Yazata
Valued Senior Member
As far as I can tell, for me, the biggest motivator for believing in karma and reincarnation is the concept of justice.
Because without karma and reincarnation, life seems too injust and it seems too impossible for me to bear injustice without invoking karma nad reincarnation.
Good point. That's one of the things that attracts me to the karma/reincarnation ideas as well.
It represents a very attractive natural-law ethical theory that doesn't require stuff like monarchical-style divine commandments to define right and wrong. Instead, right actions naturally lead to more refined consequences, while wrong actions lead to cruder consequences. It deals very effectively with the problem of evil, explaining suffering innocents and prospering sinners. Everyone ultimately gets precisely what they deserve, if not in this life, then in a succeeding one.

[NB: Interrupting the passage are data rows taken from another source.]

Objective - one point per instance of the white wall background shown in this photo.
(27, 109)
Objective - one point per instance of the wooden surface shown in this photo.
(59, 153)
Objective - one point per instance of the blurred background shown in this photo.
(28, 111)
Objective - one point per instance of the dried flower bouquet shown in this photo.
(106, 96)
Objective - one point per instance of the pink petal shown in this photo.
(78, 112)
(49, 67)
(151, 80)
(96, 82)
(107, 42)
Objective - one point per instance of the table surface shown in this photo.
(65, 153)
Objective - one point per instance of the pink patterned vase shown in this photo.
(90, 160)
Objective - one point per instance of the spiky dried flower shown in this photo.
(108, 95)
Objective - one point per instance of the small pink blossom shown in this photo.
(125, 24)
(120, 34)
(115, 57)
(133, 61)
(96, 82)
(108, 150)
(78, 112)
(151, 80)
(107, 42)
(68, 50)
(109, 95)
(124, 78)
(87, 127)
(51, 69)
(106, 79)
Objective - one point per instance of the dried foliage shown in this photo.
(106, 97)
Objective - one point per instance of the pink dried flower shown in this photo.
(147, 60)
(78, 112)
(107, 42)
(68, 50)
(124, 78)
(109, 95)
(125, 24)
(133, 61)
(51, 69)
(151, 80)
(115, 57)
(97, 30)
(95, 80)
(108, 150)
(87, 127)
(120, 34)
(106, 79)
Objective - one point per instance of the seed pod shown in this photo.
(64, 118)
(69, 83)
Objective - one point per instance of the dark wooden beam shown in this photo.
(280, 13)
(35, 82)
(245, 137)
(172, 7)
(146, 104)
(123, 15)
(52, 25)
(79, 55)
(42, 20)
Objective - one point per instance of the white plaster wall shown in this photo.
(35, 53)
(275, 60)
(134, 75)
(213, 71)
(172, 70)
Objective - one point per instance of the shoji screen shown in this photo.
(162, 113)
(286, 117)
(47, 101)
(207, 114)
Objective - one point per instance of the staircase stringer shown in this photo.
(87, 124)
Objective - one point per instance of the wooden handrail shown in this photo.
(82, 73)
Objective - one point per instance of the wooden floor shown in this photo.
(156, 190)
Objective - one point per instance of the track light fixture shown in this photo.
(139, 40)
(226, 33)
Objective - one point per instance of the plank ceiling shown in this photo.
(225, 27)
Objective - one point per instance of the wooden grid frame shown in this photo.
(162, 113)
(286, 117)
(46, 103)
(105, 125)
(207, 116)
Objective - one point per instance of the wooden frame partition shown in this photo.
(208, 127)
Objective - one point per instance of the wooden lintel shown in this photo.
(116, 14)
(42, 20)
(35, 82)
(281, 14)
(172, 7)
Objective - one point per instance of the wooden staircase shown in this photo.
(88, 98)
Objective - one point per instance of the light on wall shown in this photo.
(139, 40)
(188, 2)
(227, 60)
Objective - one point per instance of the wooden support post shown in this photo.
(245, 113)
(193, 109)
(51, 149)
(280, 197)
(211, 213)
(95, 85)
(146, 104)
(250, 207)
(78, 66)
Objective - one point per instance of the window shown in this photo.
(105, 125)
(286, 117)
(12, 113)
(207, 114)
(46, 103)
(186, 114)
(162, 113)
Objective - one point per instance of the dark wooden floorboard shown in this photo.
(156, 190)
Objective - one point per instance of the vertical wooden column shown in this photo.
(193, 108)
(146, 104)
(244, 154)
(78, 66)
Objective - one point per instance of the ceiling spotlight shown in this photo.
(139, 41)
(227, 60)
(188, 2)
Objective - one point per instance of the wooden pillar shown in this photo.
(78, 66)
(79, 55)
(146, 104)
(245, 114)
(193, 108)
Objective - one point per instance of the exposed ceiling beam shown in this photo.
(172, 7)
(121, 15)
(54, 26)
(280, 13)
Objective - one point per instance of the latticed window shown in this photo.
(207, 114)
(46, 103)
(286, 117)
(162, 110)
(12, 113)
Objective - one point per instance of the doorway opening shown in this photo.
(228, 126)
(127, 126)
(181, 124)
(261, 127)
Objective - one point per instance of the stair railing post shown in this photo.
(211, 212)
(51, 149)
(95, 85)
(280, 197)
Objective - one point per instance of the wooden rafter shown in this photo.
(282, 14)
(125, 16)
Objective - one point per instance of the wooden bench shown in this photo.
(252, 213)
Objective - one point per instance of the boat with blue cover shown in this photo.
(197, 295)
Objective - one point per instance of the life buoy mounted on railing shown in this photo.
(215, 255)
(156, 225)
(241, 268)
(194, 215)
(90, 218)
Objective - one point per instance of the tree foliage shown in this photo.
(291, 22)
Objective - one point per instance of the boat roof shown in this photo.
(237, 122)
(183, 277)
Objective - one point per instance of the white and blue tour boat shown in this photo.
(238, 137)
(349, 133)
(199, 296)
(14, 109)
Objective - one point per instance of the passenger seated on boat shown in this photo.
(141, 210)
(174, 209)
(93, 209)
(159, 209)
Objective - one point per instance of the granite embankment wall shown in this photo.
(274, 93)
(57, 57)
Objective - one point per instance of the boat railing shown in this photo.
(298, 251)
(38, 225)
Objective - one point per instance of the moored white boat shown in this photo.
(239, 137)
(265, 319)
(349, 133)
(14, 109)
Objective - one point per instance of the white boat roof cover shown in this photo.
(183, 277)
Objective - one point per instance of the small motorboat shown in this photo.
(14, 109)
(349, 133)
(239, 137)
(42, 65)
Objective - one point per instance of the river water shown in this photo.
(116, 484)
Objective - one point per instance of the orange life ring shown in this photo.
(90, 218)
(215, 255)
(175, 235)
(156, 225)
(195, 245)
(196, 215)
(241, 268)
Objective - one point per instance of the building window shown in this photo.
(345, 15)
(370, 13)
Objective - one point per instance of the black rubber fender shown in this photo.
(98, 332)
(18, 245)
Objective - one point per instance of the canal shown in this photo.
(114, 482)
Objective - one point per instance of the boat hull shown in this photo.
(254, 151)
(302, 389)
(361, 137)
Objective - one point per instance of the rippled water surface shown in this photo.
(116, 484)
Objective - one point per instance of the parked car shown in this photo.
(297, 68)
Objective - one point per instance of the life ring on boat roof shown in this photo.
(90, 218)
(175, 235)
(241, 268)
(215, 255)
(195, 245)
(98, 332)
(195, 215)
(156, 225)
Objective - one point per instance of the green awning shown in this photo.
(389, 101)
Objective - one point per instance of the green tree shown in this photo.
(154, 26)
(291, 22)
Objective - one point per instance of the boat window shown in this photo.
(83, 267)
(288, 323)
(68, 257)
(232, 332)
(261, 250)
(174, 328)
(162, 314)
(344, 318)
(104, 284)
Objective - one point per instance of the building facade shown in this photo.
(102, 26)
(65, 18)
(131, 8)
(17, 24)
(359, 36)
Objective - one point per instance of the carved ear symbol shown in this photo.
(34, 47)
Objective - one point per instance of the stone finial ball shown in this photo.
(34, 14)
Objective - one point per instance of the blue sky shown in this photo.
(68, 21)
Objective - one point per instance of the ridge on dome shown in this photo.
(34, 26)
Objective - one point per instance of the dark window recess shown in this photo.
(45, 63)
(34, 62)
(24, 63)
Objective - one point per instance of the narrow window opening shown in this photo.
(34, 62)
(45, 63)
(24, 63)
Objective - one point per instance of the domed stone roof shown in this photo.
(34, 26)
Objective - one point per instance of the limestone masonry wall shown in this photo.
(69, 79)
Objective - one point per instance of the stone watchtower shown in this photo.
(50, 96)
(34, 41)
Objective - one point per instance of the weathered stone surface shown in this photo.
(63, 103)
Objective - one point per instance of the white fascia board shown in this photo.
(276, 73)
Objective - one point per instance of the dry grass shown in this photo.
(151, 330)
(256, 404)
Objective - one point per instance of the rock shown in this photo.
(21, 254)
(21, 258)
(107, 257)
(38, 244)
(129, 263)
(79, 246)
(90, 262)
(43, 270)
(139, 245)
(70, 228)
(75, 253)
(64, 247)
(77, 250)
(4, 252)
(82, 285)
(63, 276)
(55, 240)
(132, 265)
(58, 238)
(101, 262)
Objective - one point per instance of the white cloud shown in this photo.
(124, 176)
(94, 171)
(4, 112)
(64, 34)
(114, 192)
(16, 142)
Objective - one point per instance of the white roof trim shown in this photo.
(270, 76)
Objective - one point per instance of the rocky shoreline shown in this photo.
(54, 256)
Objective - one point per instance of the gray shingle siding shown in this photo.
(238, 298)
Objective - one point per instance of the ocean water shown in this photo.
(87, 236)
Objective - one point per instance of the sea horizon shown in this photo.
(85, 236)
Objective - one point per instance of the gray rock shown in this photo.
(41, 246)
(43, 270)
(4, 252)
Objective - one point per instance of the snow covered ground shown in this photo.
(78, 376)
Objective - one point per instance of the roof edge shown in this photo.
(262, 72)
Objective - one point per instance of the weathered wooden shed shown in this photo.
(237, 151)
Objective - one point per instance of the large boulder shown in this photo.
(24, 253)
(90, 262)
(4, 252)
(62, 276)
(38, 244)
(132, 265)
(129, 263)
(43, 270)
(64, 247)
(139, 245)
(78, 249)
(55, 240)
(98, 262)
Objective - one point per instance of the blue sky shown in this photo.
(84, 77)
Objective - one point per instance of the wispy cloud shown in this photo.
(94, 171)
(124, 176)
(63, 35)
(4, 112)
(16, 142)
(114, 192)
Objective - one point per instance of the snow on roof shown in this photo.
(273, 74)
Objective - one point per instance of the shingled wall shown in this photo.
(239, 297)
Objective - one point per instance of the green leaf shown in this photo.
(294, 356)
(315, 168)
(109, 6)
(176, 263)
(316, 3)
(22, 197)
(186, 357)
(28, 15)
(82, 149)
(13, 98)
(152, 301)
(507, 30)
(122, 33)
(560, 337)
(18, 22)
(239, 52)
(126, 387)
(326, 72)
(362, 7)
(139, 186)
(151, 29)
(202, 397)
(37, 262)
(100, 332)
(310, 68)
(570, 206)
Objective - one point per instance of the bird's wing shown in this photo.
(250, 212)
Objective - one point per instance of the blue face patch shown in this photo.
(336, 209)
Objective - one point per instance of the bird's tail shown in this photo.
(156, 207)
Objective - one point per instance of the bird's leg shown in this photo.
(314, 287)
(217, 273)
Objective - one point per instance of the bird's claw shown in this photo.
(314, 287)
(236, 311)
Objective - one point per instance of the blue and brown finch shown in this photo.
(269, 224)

That's basically how it was conceived in the Buddhist suttas, I think. On its face, the idea of reincarnation doesn't appear to cohere very well with the no-self doctrine. But whenever somebody questions reincarnation, the suttas seem to typically portray the Buddha as equating its denial with the denial of ethics. So the response to what looks like an ontological question is often ethical in nature.
In the Buddhist scheme, the desire to evade death and to live forever certainly wouldn't be a very good argument for belief in reincarnation.